This sample derives from the basic sample to show how to build a custom C++ module that can be statically linked into the IREE command line tools. This is only useful for debugging/developing/profiling custom modules and is not intended as a deployment mechanism. Once a custom module has been written it can be statically linked into the user's hosting runtime application or library or dynamically linked and loaded as with the dynamic sample.
The custom module is implemented using a C++ module wrapper layer in module.cc
and loaded by the iree-run-module
tool automatically whenever any user module depends on it.
IREE‘s VM is used to dynamically link modules of various types together at runtime (C, C++, IREE’s VM bytecode, etc). Via this mechanism any number of modules containing exported functions and types that can be used across modules can extend IREE‘s base functionality. The IREE tooling (iree-run-module
, iree-benchmark-module
, etc) is not an ML runtime and not intended to be deployed but it can be useful to test custom modules using them in order to benchmark, profile, or debug outside of user applications. This sample demonstrates how to take a generic custom module that’s effectively identical to both basic and dynamic samples and link that into the IREE tools for those purposes. Note that this is mostly about CMake configuration and matching some tooling-specific function signatures and it's possible to share the same module code between all various modes with minor differences.
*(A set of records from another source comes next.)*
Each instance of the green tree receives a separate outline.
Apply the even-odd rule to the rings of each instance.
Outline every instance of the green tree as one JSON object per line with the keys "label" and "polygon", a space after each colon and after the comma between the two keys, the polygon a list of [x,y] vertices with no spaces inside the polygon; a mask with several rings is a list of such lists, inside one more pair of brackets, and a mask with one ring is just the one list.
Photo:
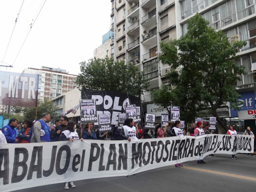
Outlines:
{"label": "green tree", "polygon": [[246,72],[244,66],[237,64],[239,57],[236,54],[246,42],[231,45],[221,30],[216,31],[209,24],[197,13],[188,19],[185,35],[161,42],[162,53],[158,58],[170,66],[166,77],[183,110],[194,117],[196,113],[207,109],[227,131],[216,110],[228,102],[234,109],[239,108],[238,98],[240,95],[234,85],[241,80],[237,76]]}
{"label": "green tree", "polygon": [[[51,115],[51,118],[53,119],[54,116],[55,105],[54,102],[48,100],[45,100],[43,101],[41,99],[37,101],[37,119],[40,119],[45,113],[48,113]],[[57,108],[56,110],[58,109]],[[35,120],[36,116],[35,107],[25,107],[22,109],[22,111],[24,119],[30,119],[33,121]],[[56,113],[56,117],[59,117],[60,114]]]}
{"label": "green tree", "polygon": [[77,83],[80,87],[113,91],[135,95],[147,90],[149,80],[134,65],[113,59],[91,59],[80,63],[81,72]]}

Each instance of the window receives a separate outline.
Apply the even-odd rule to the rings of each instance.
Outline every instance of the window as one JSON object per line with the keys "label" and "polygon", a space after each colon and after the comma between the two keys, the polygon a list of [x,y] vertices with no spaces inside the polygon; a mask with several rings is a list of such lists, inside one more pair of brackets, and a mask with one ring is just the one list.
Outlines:
{"label": "window", "polygon": [[163,5],[165,3],[165,1],[166,0],[161,0],[161,5]]}

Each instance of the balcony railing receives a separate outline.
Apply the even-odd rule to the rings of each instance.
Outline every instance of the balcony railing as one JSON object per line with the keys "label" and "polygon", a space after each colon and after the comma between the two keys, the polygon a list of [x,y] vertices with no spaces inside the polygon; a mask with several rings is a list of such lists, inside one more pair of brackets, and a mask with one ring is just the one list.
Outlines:
{"label": "balcony railing", "polygon": [[139,7],[139,2],[138,2],[138,3],[137,3],[137,5],[135,5],[135,6],[134,6],[134,7],[132,7],[130,9],[129,9],[129,10],[128,10],[128,11],[127,12],[127,13],[128,14],[128,15],[130,15],[133,12],[133,11],[134,11],[135,9],[137,9],[138,7]]}
{"label": "balcony railing", "polygon": [[[152,79],[154,77],[158,77],[158,71],[155,71],[151,72],[151,73],[148,73],[147,74],[145,74],[144,75],[144,77],[146,77],[146,78],[148,79]],[[145,101],[145,100],[144,101]]]}
{"label": "balcony railing", "polygon": [[155,27],[152,30],[151,30],[149,33],[142,36],[143,41],[145,41],[146,39],[147,39],[151,37],[153,37],[156,34],[156,27]]}
{"label": "balcony railing", "polygon": [[142,23],[146,21],[148,19],[153,17],[156,14],[156,8],[155,8],[146,15],[142,17]]}
{"label": "balcony railing", "polygon": [[132,47],[134,47],[136,45],[137,45],[140,43],[140,38],[138,38],[137,39],[135,40],[131,43],[129,43],[128,44],[128,49],[130,49]]}
{"label": "balcony railing", "polygon": [[140,62],[140,56],[137,57],[133,59],[133,55],[131,55],[128,57],[128,62],[133,63],[135,64],[138,63]]}
{"label": "balcony railing", "polygon": [[130,31],[133,29],[137,26],[138,26],[139,25],[140,20],[138,20],[138,21],[134,23],[132,25],[130,25],[128,27],[128,28],[127,28],[127,30],[128,31]]}
{"label": "balcony railing", "polygon": [[146,101],[150,101],[152,100],[152,96],[151,94],[146,95],[143,95],[144,98],[144,102]]}
{"label": "balcony railing", "polygon": [[155,57],[158,55],[158,52],[157,52],[157,49],[143,55],[143,60],[146,60],[148,59]]}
Build or install the iree-base-compiler
binary:
python -m pip install iree-base-compiler
See here for general instructions on installing the compiler.
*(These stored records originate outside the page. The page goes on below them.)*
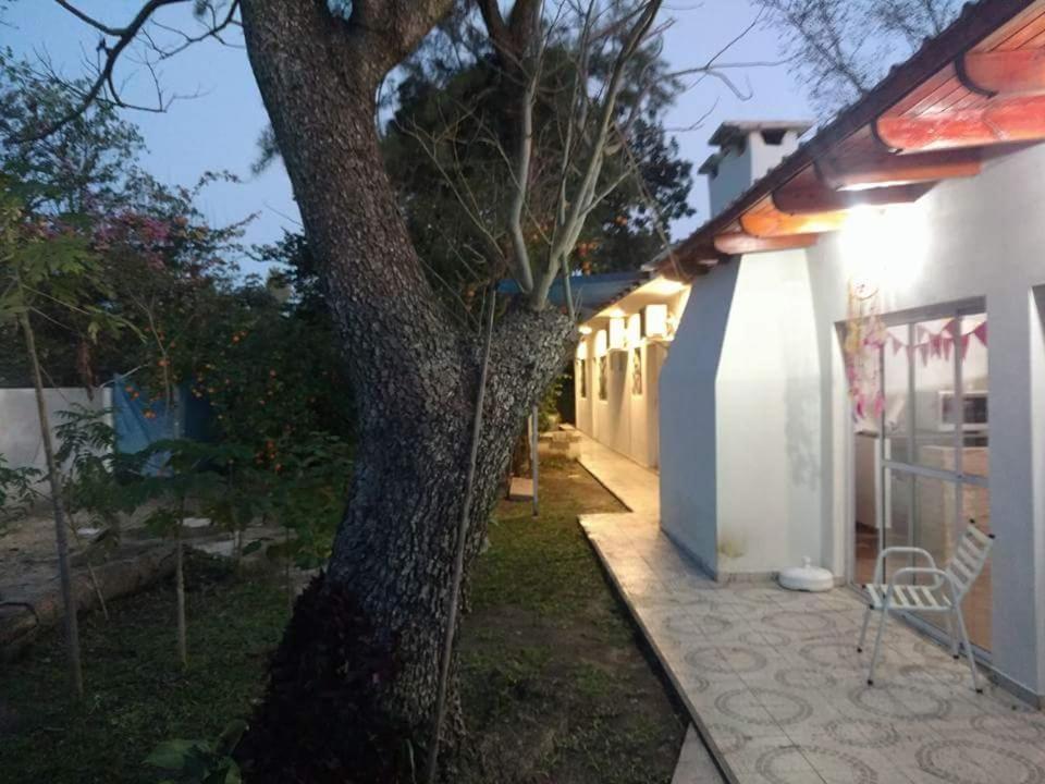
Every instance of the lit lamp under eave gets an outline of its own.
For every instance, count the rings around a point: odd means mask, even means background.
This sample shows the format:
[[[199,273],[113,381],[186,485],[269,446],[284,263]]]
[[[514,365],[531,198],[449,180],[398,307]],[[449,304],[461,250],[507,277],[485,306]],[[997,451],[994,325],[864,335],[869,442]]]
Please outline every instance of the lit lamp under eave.
[[[642,342],[642,316],[640,314],[628,316],[627,342],[628,348],[635,348]]]
[[[610,351],[624,351],[627,346],[627,329],[624,316],[614,316],[610,319]]]
[[[667,338],[667,305],[662,303],[646,306],[646,336],[649,340]]]
[[[601,357],[606,355],[606,331],[599,330],[595,332],[595,356]]]

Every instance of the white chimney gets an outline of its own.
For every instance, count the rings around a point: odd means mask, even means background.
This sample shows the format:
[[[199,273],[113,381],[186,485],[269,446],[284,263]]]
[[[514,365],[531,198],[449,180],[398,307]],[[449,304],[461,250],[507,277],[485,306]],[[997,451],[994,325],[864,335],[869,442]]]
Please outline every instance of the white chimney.
[[[812,122],[751,121],[724,122],[711,137],[718,148],[700,168],[711,189],[711,217],[760,180],[770,169],[798,149],[798,139]]]

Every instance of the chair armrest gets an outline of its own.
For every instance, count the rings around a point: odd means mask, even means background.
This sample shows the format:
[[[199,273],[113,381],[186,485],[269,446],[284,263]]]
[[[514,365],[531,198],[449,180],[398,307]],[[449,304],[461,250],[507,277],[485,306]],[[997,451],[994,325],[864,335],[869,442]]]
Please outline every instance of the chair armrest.
[[[878,553],[878,559],[874,564],[874,581],[878,585],[882,584],[883,578],[883,566],[885,565],[885,559],[887,555],[893,555],[896,553],[909,553],[913,555],[921,555],[926,561],[931,568],[937,568],[936,561],[933,559],[933,554],[929,550],[923,550],[922,548],[909,548],[909,547],[893,547],[886,548]]]
[[[944,572],[944,571],[941,569],[941,568],[936,568],[935,566],[932,566],[932,567],[930,567],[930,566],[905,566],[903,568],[897,569],[897,571],[893,574],[893,576],[889,577],[889,585],[886,587],[886,590],[885,590],[885,601],[887,602],[887,601],[889,601],[889,599],[892,599],[892,597],[893,597],[893,588],[894,588],[894,586],[896,585],[896,578],[897,578],[897,577],[903,577],[905,575],[917,575],[917,574],[933,575],[933,576],[936,578],[936,583],[932,586],[932,590],[938,589],[941,586],[944,585],[944,583],[946,583],[946,584],[947,584],[947,587],[950,588],[950,601],[951,601],[951,603],[954,603],[954,604],[957,607],[957,604],[958,604],[958,586],[955,584],[955,578],[954,578],[950,574],[948,574],[947,572]]]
Compile the example module to a .vmfb file:
# This simple sample doesn't use tensors and can be compiled in host-only # mode to avoid the need for the HAL. iree-compile --iree-hal-target-backends=vmvx samples/custom_module/static/test/example.mlir -o=/tmp/example.vmfb
Configure the IREE tools to include the custom module:
cmake -B ../iree-build/ -G Ninja -DCMAKE_BUILD_TYPE=RelWithDebInfo . \ -DCMAKE_C_FLAGS=-DIREE_VM_EXECUTION_TRACING_FORCE_ENABLE=1 \ -DIREE_EXTERNAL_TOOLING_MODULES=static_sample \ -DIREE_EXTERNAL_TOOLING_MODULE_STATIC_SAMPLE_SOURCE_DIR=${CMAKE_CURRENT_SOURCE_DIR}/samples/custom_module/static \ -DIREE_EXTERNAL_TOOLING_MODULE_STATIC_SAMPLE_BINARY_DIR=${CMAKE_CURRENT_BINARY_DIR}/samples/custom_module/static \ -DIREE_EXTERNAL_TOOLING_MODULE_STATIC_SAMPLE_TARGET=iree_samples_custom_module_static_module \ -DIREE_EXTERNAL_TOOLING_MODULE_STATIC_SAMPLE_NAME=custom \ -DIREE_EXTERNAL_TOOLING_MODULE_STATIC_SAMPLE_REGISTER_TYPES=register_sample_module_types \ -DIREE_EXTERNAL_TOOLING_MODULE_STATIC_SAMPLE_CREATE=create_sample_module cmake --build ../iree-build/ --target iree-run-module
(here we force runtime execution tracing for demonstration purposes)
See here for general instructions on building using CMake.
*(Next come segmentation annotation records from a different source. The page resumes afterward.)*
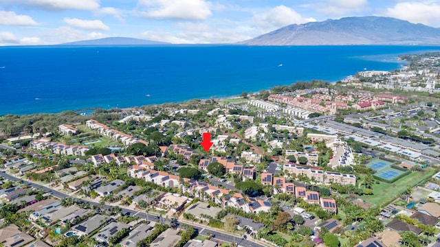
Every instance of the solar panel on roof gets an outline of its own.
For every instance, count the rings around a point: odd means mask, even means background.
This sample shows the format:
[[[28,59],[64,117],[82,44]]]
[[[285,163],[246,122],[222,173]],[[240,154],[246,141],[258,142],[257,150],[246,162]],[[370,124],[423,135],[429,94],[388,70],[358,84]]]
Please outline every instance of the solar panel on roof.
[[[110,233],[110,235],[113,235],[117,232],[118,232],[118,226],[113,226],[111,229],[110,229],[110,231],[109,231],[109,233]]]
[[[335,226],[338,226],[338,223],[336,223],[336,222],[333,222],[329,224],[327,224],[327,226],[324,226],[326,228],[327,228],[327,230],[331,230],[333,228],[335,228]]]
[[[252,209],[256,209],[258,207],[260,207],[260,203],[258,202],[255,202],[251,203],[251,204],[249,206]]]
[[[87,228],[84,226],[76,226],[76,227],[75,227],[75,229],[79,231],[82,231],[83,233],[85,233],[85,231],[87,230]]]
[[[20,240],[19,240],[19,241],[16,242],[15,243],[14,243],[14,244],[11,244],[11,247],[14,247],[14,246],[15,246],[16,245],[18,245],[18,244],[19,244],[23,243],[23,242],[25,242],[25,239],[20,239]]]

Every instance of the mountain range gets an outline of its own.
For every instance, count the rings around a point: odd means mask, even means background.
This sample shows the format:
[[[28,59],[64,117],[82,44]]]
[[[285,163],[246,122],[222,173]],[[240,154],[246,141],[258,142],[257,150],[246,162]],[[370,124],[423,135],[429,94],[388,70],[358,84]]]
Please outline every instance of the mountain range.
[[[170,43],[133,38],[110,37],[63,45],[155,45]],[[440,28],[390,17],[344,17],[338,20],[292,24],[250,40],[246,45],[440,45]]]
[[[109,37],[94,40],[70,42],[61,45],[170,45],[168,43],[153,41],[134,38]]]
[[[390,17],[345,17],[289,25],[248,45],[440,45],[440,29]]]

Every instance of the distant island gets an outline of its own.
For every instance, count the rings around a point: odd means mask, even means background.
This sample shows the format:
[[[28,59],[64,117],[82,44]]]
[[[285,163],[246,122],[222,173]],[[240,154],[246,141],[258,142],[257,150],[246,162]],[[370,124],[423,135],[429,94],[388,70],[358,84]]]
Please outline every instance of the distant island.
[[[293,24],[239,44],[440,45],[440,29],[390,17],[346,17]]]
[[[148,40],[126,37],[109,37],[88,40],[70,42],[60,45],[170,45],[166,42]]]

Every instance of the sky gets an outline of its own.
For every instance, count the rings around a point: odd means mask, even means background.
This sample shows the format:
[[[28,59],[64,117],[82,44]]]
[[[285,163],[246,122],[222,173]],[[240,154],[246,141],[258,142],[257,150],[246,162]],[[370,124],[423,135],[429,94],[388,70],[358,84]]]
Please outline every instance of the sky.
[[[382,16],[440,27],[440,0],[0,0],[0,45],[124,36],[231,43],[290,24]]]

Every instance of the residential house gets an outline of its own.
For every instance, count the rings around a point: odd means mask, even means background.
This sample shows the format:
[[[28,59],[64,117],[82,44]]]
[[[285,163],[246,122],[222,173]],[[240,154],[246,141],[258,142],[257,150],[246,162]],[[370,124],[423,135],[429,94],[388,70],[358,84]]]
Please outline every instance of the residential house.
[[[440,205],[435,202],[426,202],[419,207],[417,211],[437,218],[440,217]]]
[[[162,197],[166,195],[166,192],[160,191],[155,189],[150,190],[145,193],[139,195],[133,198],[133,202],[138,206],[141,200],[143,200],[147,205],[157,202]]]
[[[92,155],[91,161],[94,163],[94,165],[97,167],[98,165],[105,163],[105,160],[104,159],[104,156],[101,154]]]
[[[168,228],[150,244],[150,247],[173,247],[182,238],[177,233],[179,230]]]
[[[14,224],[0,228],[0,243],[5,247],[23,246],[34,239],[32,236],[21,231]]]
[[[307,191],[305,191],[305,199],[309,203],[319,203],[319,192]]]
[[[52,246],[46,244],[46,242],[41,239],[38,239],[33,243],[28,244],[25,247],[52,247]]]
[[[210,217],[215,218],[215,216],[221,211],[221,208],[211,207],[208,203],[204,202],[197,202],[190,205],[186,212],[192,214],[198,219],[208,220]]]
[[[27,192],[28,189],[23,189],[19,186],[0,189],[0,198],[4,198],[6,201],[9,202],[18,198],[20,196]]]
[[[166,209],[175,213],[184,208],[187,200],[188,198],[184,196],[168,193],[157,202],[157,204],[160,207],[159,209]]]
[[[115,154],[107,154],[107,155],[104,156],[104,160],[105,163],[107,163],[107,164],[109,164],[112,161],[118,163],[118,159],[116,158],[116,156]]]
[[[237,228],[250,231],[250,235],[253,236],[258,233],[258,231],[264,227],[264,225],[261,223],[254,222],[254,220],[239,215],[234,215],[237,220],[239,220],[239,224],[237,224]]]
[[[254,180],[255,172],[253,168],[243,168],[243,180]]]
[[[69,189],[76,191],[81,187],[83,183],[86,181],[94,181],[96,178],[98,178],[98,177],[96,175],[89,175],[84,178],[69,183],[67,186],[69,187]]]
[[[386,227],[397,232],[411,231],[417,235],[419,235],[423,232],[423,230],[417,226],[404,222],[397,219],[393,219],[390,222],[386,224]]]
[[[322,228],[327,228],[330,233],[333,233],[340,227],[342,227],[342,222],[336,219],[330,219],[315,226],[315,231],[321,231]]]
[[[122,196],[122,197],[124,198],[131,198],[134,195],[135,192],[139,191],[141,189],[142,189],[142,187],[141,187],[130,185],[128,187],[118,192],[116,196]]]
[[[136,247],[136,244],[151,234],[153,226],[150,224],[141,224],[134,228],[130,235],[121,243],[122,247]]]
[[[100,226],[107,224],[109,220],[107,216],[97,214],[87,220],[74,226],[72,229],[76,231],[80,235],[87,236]]]
[[[267,213],[272,206],[269,202],[256,200],[253,198],[249,198],[248,200],[250,201],[248,213],[258,213],[260,211]]]
[[[122,180],[114,180],[105,185],[100,186],[95,189],[95,191],[101,196],[106,196],[111,194],[118,187],[124,185],[125,182]]]
[[[58,126],[58,129],[65,135],[74,135],[79,132],[77,128],[65,124]]]
[[[413,213],[410,217],[417,220],[424,225],[437,226],[439,224],[439,218],[419,211]]]
[[[110,237],[114,237],[124,228],[131,229],[131,226],[123,222],[111,222],[95,235],[95,239],[99,242],[109,244],[109,239]]]
[[[307,189],[305,189],[305,187],[298,187],[298,186],[295,187],[295,196],[296,196],[297,198],[305,198],[307,196],[306,191],[307,191]]]
[[[184,247],[217,247],[219,245],[217,242],[205,239],[203,242],[200,240],[191,239]]]
[[[366,240],[362,241],[360,244],[356,246],[357,247],[385,247],[386,246],[380,240],[374,237],[370,237]]]
[[[269,172],[261,174],[261,183],[263,185],[272,185],[274,174]]]
[[[320,199],[320,202],[322,209],[330,213],[336,213],[338,212],[338,207],[336,207],[336,201],[335,199],[330,198],[321,198]]]
[[[241,152],[241,158],[243,158],[247,162],[258,163],[263,161],[263,155],[254,154],[252,152],[243,151]]]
Run the example program using the main iree-run-module
tool:
../iree-build/tools/iree-run-module \ --module=/tmp/example.vmfb \ --function=main
Custom types defined by the dynamic module must be registered with the iree_vm_instance_t
provided to the creation function.
Any externally defined types such as the builtin VM types (!vm.list
/iree_vm_list_t
) or the HAL types (!hal.buffer_view
/iree_hal_buffer_view_t
) must be resolved from the instance prior to use. iree_vm_resolve_builtin_types
and iree_hal_module_resolve_all_types
(or one of the more restricted sets like iree_hal_module_resolve_common_types
) can be used to perform the resolution.
The tooling has a quirk around dynamic module resolution that requires all types be registered prior to loading modules. Here that is implemented with the register_sample_module_types
function that is provided to CMake via -DIREE_EXTERNAL_TOOLING_MODULE_STATIC_SAMPLE_REGISTER_TYPES=
to ensure that the sample types get registered first. In a real application that manually creates modules this would not be required as modules are expected to manage type registration alongside their lifetime.